The bears were able to break the support at 1.3150, which was a key support on the way down. Now the price is at 1.3120/10. In this situation, the price may confirm the previous forecast and fall to 1.3060/70, 1.3000. The indicators support a bearish sentiment. This adds confidence that the price will fall to the targets mentioned above. Meanwhile, this increases the risks of falling to local minima at 1.2900/50 – 1.2850/00. The uptrend resumption is unlikely, but the hints at the divergence on the MACD indicate that the price may stop its fall for correction, which can be rather long.
The level of 1.5650/60 was tested twice on the way up. After testing the strength of this level, the price pulled back down and moved to the support at 1.5560/70, which was mentioned as a key level on the way down. However, there the price kicked back and is now at 1.5590/80. The indicators show mixed dynamics: some indicators show a weakening move up. This increases the probability of changing the trend into bearish (which is possible after receiving a confirmation, like the price fall to the level of 1.5560 and consolidation below). Should this happen, the price will soon move back to 1.5400/20. Meanwhile, until the price breaks the key support level, it may resume its rise to the target at 1.5740/50.

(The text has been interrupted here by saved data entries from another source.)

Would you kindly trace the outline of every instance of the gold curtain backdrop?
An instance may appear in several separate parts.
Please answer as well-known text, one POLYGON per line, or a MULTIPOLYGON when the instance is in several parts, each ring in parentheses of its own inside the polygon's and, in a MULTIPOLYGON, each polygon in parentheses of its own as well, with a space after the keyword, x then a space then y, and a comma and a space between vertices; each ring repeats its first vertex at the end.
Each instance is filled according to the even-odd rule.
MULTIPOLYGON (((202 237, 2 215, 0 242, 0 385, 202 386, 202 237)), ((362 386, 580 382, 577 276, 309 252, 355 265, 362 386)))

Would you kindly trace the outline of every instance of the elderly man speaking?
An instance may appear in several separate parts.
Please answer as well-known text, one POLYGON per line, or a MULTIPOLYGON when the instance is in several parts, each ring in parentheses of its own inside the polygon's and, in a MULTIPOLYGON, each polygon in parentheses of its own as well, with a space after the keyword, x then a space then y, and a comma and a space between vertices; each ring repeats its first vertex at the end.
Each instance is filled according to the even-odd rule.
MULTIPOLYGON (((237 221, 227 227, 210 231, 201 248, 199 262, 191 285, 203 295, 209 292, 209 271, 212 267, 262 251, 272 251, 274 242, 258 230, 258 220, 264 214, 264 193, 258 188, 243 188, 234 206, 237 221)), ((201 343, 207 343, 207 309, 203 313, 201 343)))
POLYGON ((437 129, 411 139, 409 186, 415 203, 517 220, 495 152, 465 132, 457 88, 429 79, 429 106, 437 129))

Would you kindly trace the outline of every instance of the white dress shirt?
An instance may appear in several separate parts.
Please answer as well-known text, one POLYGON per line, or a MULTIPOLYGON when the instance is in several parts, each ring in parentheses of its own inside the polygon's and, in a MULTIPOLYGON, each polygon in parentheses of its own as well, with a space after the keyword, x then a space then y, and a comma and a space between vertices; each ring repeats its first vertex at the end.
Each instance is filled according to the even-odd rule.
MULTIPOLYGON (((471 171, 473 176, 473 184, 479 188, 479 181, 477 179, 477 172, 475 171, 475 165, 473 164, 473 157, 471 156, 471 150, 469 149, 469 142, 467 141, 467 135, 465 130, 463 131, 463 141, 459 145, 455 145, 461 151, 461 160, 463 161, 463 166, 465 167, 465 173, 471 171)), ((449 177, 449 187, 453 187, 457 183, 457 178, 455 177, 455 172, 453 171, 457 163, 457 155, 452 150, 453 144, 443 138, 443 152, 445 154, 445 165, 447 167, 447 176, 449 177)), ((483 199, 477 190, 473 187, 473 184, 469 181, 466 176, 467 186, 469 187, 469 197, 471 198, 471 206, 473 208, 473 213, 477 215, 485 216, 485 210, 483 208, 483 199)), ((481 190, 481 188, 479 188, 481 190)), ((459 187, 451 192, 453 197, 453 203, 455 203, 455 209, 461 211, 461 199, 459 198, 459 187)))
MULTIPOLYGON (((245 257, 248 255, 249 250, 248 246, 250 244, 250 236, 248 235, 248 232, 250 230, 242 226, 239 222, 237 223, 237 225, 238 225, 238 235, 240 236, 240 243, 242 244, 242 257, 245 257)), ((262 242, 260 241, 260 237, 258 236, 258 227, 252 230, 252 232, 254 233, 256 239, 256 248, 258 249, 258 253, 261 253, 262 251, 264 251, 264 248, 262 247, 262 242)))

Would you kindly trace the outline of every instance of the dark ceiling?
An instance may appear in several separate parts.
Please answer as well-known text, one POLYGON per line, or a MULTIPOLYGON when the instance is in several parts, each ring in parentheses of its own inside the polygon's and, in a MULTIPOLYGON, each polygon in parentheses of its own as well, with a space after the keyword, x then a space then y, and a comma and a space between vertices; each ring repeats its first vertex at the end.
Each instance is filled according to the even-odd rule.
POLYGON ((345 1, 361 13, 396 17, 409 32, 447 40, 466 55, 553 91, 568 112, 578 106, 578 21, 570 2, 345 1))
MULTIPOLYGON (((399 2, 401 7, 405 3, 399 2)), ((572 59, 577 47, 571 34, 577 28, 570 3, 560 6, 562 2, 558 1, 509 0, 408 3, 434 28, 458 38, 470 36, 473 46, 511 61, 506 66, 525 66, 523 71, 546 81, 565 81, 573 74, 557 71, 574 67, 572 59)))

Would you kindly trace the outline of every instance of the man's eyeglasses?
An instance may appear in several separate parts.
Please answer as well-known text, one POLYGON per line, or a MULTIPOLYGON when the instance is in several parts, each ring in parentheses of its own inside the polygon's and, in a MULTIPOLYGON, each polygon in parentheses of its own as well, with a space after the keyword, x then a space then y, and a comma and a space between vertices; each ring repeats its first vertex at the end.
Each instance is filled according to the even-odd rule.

The pair continued its rise, the bulls managed to cross the resistance at 0.9110/20 and now the price is consolidating above this level. The level of 0.9110/20 was already tested as support, resisted, and the pair is now trading at 0.9150/40. The indicators have weakened the bullish priority, but the uptrend still remains dominant, which can be considered as a continued rise, but after further price consolidation in the range of 0.9180/90 -0.9120/10. The next target will be set at the resistance level of 0.9210/20, which will determine further price dynamics: a kickback and continued fall will indicate the downtrend resumption with the target at 0.8810-0.8780/70. However, breaching this level would indicate that a medium-term bullish trend has started.